Felbatol
PATIENT INFORMATION
PATIENT INFORMATION/CONSENT
FELBATOL® (felbamate) SHOULD NOT BE USED BY PATIENTS UNTIL THERE HAS BEEN A COMPLETE DISCUSSION OF THE RISKS AND WRITTEN INFORMED CONSENT HAS BEEN OBTAINED.
IMPORTANT INFORMATION AND WARNING:
Felbatol®, taken by itself or with other prescription and/or non-prescription drugs, can result in severe, potentially fatal blood abnormality (“aplastic anemia”) and/or severe, potentially fatal liver damage.
PATIENT CONSENT:
My [My son, daughter, ward, ____________________________________________'s] treatment with Felbatol® has been personally explained to me by Dr.___________________________________ .
The following points of information, among others, have been specifically discussed and made clear and I have had the opportunity to ask any questions concerning this information:
- I, _______________________________________________________________ (Patient's Name), understand that Felbatol® is used to treat certain types of seizures and my physician has told me that I have this type(s) of seizures; INITIALS: __________________________
- I understand that Felbatol® is being used since my seizures have not been satisfactorily treated with other antiepileptic drugs; INITIALS: __________________________
- I understand that there is a serious risk that I could develop aplastic anemia and/or liver failure, both of which are potentially fatal, by using Felbatol®; INITIALS: __________________________
- I understand that there are no laboratory tests which will predict if I am at an increased risk for one of the potentially fatal conditions; INITIALS: __________________________
- I understand that I should have the recommended blood work before my treatment with Felbatol® is begun (baseline) and periodically thereafter as clinical judgement warrants. I understand that although this blood work may help detect if I develop one of these conditions, it may do so only after significant, irreversible and potentially fatal damage has already occurred; INITIALS: __________________________
- If I am currently taking another antiepileptic drug, I understand that the manufacturer of Felbatol® recommends that the dosage of these other drugs be decreased by a certain amount when Felbatol® is started; if my physician determines that this should not be done in my case, he/she has explained the reason(s) for this decision; INITIALS: __________________________
- I understand that I must immediately report any unusual symptoms to Dr. __________________________ and be especially aware of any rashes, easy bruising, bleeding, sore throats, fever, and/or dark urine; INITIALS: __________________________
I now authorize Dr. _____________________________________________ to begin my treatment with Felbatol®; OR, if my treatment has already begun with Felbatol®, to continue such treatment.

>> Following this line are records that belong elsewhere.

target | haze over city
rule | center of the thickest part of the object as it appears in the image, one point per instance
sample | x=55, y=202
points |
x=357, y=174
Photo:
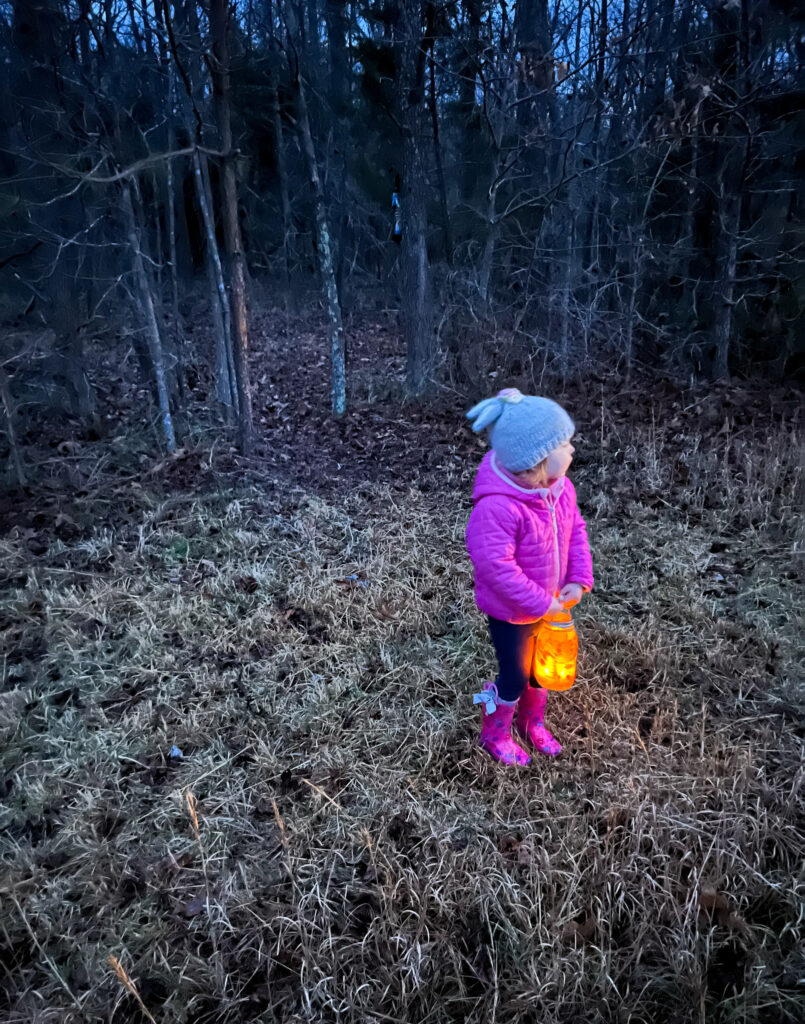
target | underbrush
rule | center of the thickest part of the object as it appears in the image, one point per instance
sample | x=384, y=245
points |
x=239, y=756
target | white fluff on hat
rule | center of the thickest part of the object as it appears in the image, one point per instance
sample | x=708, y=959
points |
x=522, y=428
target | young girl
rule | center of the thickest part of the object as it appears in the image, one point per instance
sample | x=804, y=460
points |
x=530, y=551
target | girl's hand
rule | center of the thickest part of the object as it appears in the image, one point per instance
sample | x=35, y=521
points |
x=556, y=607
x=570, y=594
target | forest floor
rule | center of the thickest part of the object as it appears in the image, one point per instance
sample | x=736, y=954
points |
x=238, y=747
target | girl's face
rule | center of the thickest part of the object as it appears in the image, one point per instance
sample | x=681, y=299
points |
x=558, y=461
x=554, y=465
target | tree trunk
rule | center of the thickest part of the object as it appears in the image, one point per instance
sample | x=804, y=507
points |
x=225, y=385
x=414, y=271
x=152, y=326
x=219, y=27
x=325, y=260
x=442, y=188
x=13, y=444
x=285, y=202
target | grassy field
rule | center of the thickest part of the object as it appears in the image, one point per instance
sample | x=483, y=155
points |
x=331, y=845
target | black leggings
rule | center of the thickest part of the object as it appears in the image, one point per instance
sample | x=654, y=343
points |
x=514, y=647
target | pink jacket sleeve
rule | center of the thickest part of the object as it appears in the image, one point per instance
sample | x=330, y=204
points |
x=580, y=562
x=492, y=536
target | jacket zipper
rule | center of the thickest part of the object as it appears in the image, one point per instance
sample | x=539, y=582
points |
x=551, y=506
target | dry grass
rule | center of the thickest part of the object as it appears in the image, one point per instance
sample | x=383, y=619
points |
x=332, y=846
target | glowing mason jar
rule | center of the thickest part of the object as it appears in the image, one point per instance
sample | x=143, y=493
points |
x=555, y=652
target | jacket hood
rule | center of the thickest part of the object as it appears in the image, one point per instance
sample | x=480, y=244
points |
x=493, y=479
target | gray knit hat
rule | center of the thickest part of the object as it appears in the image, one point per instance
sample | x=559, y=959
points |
x=523, y=428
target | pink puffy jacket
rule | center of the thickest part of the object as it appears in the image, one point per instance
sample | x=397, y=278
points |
x=524, y=545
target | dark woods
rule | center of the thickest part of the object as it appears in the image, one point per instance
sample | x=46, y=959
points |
x=575, y=184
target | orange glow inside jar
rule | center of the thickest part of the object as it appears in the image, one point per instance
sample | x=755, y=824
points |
x=555, y=653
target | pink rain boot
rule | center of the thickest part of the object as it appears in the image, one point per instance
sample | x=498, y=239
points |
x=496, y=728
x=530, y=723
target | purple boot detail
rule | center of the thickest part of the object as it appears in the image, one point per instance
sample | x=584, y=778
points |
x=530, y=723
x=496, y=735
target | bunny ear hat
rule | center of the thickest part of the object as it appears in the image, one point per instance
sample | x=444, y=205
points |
x=522, y=428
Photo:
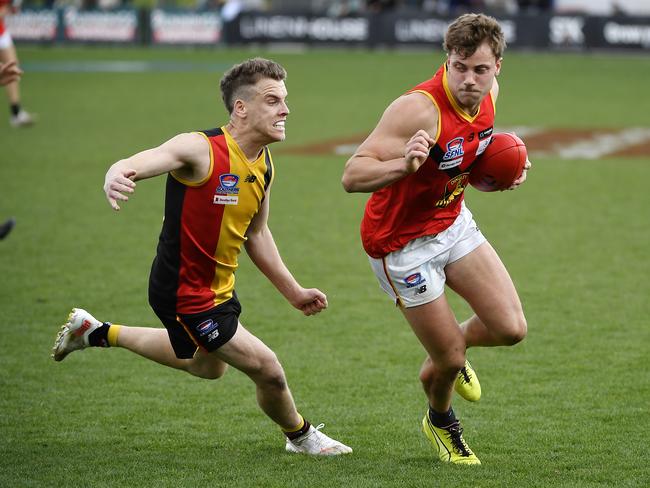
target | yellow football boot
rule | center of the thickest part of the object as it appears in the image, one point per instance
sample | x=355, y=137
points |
x=449, y=442
x=467, y=384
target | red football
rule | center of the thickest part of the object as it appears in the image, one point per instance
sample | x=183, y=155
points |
x=500, y=164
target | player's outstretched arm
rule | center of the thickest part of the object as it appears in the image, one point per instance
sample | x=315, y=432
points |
x=261, y=248
x=397, y=147
x=187, y=155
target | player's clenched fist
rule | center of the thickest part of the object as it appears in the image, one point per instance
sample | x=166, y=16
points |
x=417, y=150
x=117, y=185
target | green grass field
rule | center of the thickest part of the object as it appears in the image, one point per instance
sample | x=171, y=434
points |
x=568, y=407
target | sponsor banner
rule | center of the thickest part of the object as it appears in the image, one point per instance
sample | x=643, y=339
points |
x=159, y=26
x=402, y=29
x=98, y=26
x=623, y=32
x=258, y=27
x=176, y=27
x=33, y=25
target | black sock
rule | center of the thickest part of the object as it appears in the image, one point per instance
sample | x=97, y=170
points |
x=298, y=433
x=442, y=419
x=99, y=336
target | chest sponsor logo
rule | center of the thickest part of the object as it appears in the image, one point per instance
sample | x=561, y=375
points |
x=482, y=145
x=228, y=184
x=454, y=149
x=485, y=133
x=227, y=191
x=453, y=155
x=454, y=188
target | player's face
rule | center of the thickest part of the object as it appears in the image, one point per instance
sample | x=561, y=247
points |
x=470, y=79
x=269, y=109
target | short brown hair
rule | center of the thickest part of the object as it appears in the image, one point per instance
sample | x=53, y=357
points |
x=469, y=31
x=246, y=74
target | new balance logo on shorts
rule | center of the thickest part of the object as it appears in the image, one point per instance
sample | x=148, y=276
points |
x=209, y=328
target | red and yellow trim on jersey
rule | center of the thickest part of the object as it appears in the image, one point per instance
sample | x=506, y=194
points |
x=215, y=222
x=206, y=177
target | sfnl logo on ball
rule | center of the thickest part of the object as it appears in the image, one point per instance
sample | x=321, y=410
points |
x=454, y=155
x=227, y=191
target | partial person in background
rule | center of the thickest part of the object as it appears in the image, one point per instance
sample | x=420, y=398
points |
x=9, y=73
x=19, y=117
x=216, y=203
x=418, y=232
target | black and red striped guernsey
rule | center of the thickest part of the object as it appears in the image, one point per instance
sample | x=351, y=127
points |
x=205, y=227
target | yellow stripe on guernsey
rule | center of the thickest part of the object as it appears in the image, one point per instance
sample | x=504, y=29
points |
x=236, y=218
x=207, y=177
x=453, y=101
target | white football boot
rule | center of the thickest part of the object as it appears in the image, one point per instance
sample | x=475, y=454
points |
x=22, y=119
x=74, y=333
x=316, y=443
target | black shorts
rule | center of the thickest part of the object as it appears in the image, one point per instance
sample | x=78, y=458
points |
x=207, y=330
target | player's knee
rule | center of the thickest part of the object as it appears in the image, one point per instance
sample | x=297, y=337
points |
x=207, y=370
x=446, y=365
x=515, y=331
x=213, y=372
x=268, y=372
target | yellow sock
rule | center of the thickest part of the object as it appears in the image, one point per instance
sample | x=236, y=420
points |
x=113, y=332
x=298, y=427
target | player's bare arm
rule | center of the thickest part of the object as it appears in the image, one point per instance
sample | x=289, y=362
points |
x=397, y=147
x=263, y=251
x=185, y=155
x=9, y=72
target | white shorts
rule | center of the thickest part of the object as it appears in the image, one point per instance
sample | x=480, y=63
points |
x=415, y=274
x=5, y=41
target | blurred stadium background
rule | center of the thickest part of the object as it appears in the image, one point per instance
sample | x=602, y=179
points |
x=568, y=407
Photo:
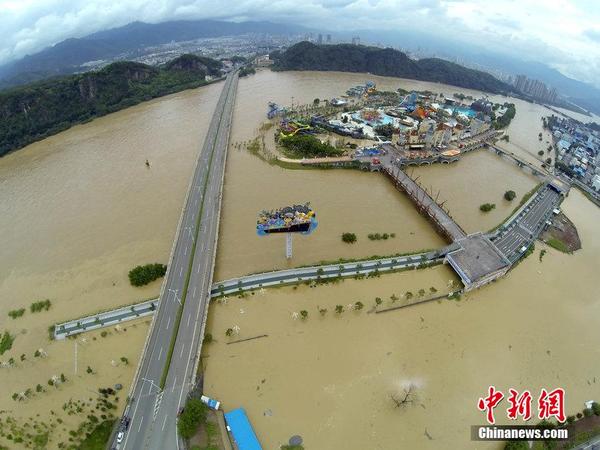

_____________________________________________
Patient,
Parent, or Guardian
_____________________________________________
Address
_____________________________________________
Telephone
PHYSICIAN STATEMENT:
I have fully explained to the patient, __________________________________________, the nature and purpose of the treatment with Felbatol® (felbamate) and the potential risks associated with that treatment. I have asked the patient if he/she has any questions regarding this treatment or the risks and have answered those questions to the best of my ability. I also acknowledge that I have read and understand the prescribing information listed above.
_________________________________________________
Physician Date
NOTE TO PHYSICIAN: It is strongly recommended that you retain a signed copy of the informed consent with the patient's medical records.
SUPPLY OF PATIENT INFORMATION/CONSENT FORMS:
A supply of “Patient Information/Consent” forms as printed above is available, free of charge, from your local Wallace representative, or may be obtained by calling 1-800-526-3840. Permission to use the above Patient I nformation/Consent by photocopy reproduction is also hereby granted by MedPointe Healthcare Inc.